These env rules are still a bootstrap mechanism. Production should move the
same assignment shape into database-backed provider inventory and capacity
placement when multiple regions/providers are operational.

## WEKA Dual-Protocol Posture

The first WEKA production integration should support two product intents:

| Intent | Primary protocol | Product surface |
|---|---|---|
| Training, notebooks, app runtimes, POSIX-heavy workloads | WEKAFS/POSIX | Storage mounts, workload/app launch, Kubernetes PV/PVC where applicable |
| Bucket/object workflows, direct external clients, SDK access | S3 | Buckets, direct credentials, object-style app integrations |

WEKAFS/POSIX is the primary high-performance workload data path and the first
implementation target.
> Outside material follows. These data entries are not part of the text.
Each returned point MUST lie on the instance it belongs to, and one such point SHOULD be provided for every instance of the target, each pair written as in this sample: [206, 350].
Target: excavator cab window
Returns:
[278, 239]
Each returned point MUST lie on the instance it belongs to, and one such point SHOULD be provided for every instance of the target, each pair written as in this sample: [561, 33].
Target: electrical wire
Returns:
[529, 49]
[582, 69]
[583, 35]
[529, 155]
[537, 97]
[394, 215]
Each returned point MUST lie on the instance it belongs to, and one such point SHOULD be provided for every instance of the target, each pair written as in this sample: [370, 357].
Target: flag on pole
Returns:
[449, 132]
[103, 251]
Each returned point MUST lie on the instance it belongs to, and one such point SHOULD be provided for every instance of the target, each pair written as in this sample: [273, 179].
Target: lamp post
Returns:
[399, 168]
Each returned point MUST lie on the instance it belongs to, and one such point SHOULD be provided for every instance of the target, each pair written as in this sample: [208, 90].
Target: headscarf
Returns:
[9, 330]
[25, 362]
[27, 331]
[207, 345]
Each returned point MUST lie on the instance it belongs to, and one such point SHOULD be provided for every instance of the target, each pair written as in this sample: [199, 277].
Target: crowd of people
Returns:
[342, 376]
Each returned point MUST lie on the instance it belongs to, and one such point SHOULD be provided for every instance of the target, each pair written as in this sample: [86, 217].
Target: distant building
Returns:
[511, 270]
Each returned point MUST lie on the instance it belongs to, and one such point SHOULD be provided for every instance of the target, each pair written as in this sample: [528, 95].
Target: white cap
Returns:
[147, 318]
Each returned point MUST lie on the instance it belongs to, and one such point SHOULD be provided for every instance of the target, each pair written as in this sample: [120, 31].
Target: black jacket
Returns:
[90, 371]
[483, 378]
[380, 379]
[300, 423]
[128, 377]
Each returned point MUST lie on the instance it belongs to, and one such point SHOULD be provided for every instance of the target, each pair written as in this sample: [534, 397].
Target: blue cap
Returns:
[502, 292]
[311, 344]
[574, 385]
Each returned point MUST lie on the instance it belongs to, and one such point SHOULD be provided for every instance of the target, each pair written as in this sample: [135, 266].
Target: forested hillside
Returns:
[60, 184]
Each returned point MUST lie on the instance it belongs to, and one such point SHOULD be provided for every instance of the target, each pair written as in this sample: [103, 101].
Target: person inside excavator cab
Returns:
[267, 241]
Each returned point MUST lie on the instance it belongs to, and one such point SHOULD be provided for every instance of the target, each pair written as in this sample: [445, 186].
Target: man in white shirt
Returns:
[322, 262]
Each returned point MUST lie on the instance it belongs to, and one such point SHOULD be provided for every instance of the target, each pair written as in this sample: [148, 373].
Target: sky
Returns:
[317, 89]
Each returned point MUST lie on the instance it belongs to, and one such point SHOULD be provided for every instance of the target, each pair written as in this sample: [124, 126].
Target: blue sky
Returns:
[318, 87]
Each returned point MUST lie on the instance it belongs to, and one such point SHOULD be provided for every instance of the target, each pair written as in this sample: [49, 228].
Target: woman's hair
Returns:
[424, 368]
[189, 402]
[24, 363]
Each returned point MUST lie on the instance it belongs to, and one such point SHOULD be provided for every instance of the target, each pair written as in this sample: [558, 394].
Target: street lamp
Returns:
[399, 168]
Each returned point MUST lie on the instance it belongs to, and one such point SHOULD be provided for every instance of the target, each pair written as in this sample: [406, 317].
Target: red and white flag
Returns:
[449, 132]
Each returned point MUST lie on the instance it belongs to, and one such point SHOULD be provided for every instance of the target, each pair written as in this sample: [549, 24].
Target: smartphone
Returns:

S3 is capability-gated for WEKA until S3 protocol
hosts/containers are available; enable and validate it later when we need
bucket/object semantics, external S3 clients, or app integrations that expect
S3.

Operationally this means:

- GPUaaS storage objects compile into project/workload mount intent.
- Runtime delivery is a WEKAFS mount through the WEKA client/CSI path or a
  host-prepared mount exposed to the workload, depending on the final infra
  design.
- The first WEKA production provider profile should advertise S3 as unavailable
  until provider health reports `active=true` and at least one S3 host.
- WEKA's DPDK-backed data path is an infrastructure concern. UI/read models
  should show provider-neutral capability hints such as `performance`,
  `multi-writer`, and `same-rack preferred`, not raw DPDK configuration.
- S3/IAM/STS is part of the WEKA integration for bucket/object workflows, but
  it is independent from POSIX-only workload mounts.
- Access enforcement for WEKAFS mounts should be owned by GPUaaS placement,
  mount generation, project grants, service-account/workload identity, and
  filesystem/prefix layout. Provider S3 policies are not the primary enforcement
  boundary for POSIX mounts.
- Access enforcement for S3 buckets should use GPUaaS grants compiled into WEKA
  S3 IAM/session/bucket policy, with short-lived credentials for humans and
  scoped service accounts for workloads/automation.

## Ownership

Storage/Network owns this model because correctness depends on fabric topology, mount semantics, KMS, quota enforcement, and provider operations.
Frontend can render these fields generically; backend/storage infra owns their interpretation.